Digital Asset and leading market participants have unveiled plans to launch the Canton Network, the industry’s first privacy-enabled interoperable blockchain network designed for institutional assets and built to responsibly unlock the potential of synchronised financial markets.
Canton Network participants include 3Homes, ASX, BNP Paribas, Broadridge, Capgemini, Cboe Global Markets, Cumberland, Deloitte, Deutsche Börse Group, Digital Asset, The Digital Dollar Project, DRW, Eleox, EquiLend, FinClear, Gambyl, Goldman Sachs, IntellectEU, Liberty City Ventures, Microsoft, Moody’s, Paxos, Right Pedal LendOS, S&P Global, SBI Digital Asset Holdings, Umbrage, Versana, VERT Capital, Xpansiv, and Zinnia.
The Canton Network will provide a decentralised infrastructure that connects independent applications built with Daml, Digital Asset’s smart-contract language. It creates a ‘network of networks’, allowing previously siloed systems in financial markets to interoperate with the appropriate governance, privacy, permissioning and controls required for highly regulated industries. The Canton Network enables financial institutions to experience a safer and reconciliation-free environment where assets, data, and cash can synchronise freely across applications. This creates opportunities for financial institutions to offer new innovative products to their clients while enhancing their efficiency and risk management.
For example, asset registers and cash payment systems are distinct and siloed systems in today’s markets. With the Canton Network, a digital bond and a digital payment can be composed across two separate applications into a single atomic transaction, guaranteeing simultaneous exchange without operational risk. Likewise, a digital asset could be used in a collateralised financial transaction via connection to a repo or leveraged loan application.
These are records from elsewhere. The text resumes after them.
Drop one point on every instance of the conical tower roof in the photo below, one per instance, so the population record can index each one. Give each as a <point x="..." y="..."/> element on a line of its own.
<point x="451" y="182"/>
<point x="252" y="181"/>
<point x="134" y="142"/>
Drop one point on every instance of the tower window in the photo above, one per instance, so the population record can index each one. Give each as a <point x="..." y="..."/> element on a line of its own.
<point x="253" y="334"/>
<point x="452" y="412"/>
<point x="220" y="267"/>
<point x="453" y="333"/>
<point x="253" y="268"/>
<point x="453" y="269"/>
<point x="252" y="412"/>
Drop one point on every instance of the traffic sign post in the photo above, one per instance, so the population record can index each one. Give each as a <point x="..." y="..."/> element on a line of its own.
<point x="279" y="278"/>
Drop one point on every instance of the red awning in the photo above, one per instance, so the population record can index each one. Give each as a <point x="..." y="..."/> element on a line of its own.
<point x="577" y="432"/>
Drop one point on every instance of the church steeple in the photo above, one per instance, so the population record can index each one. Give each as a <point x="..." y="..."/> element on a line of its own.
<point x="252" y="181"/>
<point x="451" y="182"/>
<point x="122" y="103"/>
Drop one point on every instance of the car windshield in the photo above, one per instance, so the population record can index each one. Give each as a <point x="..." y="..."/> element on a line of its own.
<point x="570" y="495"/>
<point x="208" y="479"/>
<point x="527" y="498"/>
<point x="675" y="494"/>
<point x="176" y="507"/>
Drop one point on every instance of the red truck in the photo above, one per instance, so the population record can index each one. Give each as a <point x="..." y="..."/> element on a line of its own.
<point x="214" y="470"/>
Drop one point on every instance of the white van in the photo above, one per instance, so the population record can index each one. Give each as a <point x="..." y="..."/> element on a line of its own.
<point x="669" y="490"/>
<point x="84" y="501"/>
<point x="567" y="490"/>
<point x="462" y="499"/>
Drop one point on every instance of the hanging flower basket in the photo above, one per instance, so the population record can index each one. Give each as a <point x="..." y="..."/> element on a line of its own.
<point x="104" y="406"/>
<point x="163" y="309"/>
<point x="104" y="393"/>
Capturing the benefits of public blockchains without the flaws
Until now, smart contract blockchain networks have not achieved meaningful adoption among financial institutions and other enterprises because of three significant shortfalls:
- The lack of privacy and control over data: other chains have shortcomings around privacy that prevent the use of the technology by multiple regulated participants on the same network. There are currently no other blockchains that can offer data protection or control at any layer of its network.
- Other blockchains have had to accept trade-offs between control and interoperability: other chains require operators to forfeit their full control of applications by using a shared pool of validators to gain interoperability.
- Theinability to scale: with applications competing for global network resources and the inherent capacity limitations caused by how public blockchains operate, achieving the scale and performance financial institutions need remains challenging.
The Canton Network removes these obstacles by uniquely balancing the decentralisation of a network with privacy and control essential to operating within a safe and sound regulatory environment. Only the Canton Network enables participants to safeguard permissions, exposure, and interactions across the network, to comply with security, regulatory and legal requirements.
The network can connect innovative blockchain solutions in market today, such as Deutsche Börse Group’s D7 post-trade platform and Goldman Sachs’ GS DAP, while retaining privacy and permissioning. As more Daml-built applications go into production this year and beyond, the number of connections on the Canton Network will grow exponentially. For example, one application’s monthly notional traded exceeds the most active crypto token volumes.
Canton Network participants will begin testing interoperability capabilities across a range of applications and use cases in July.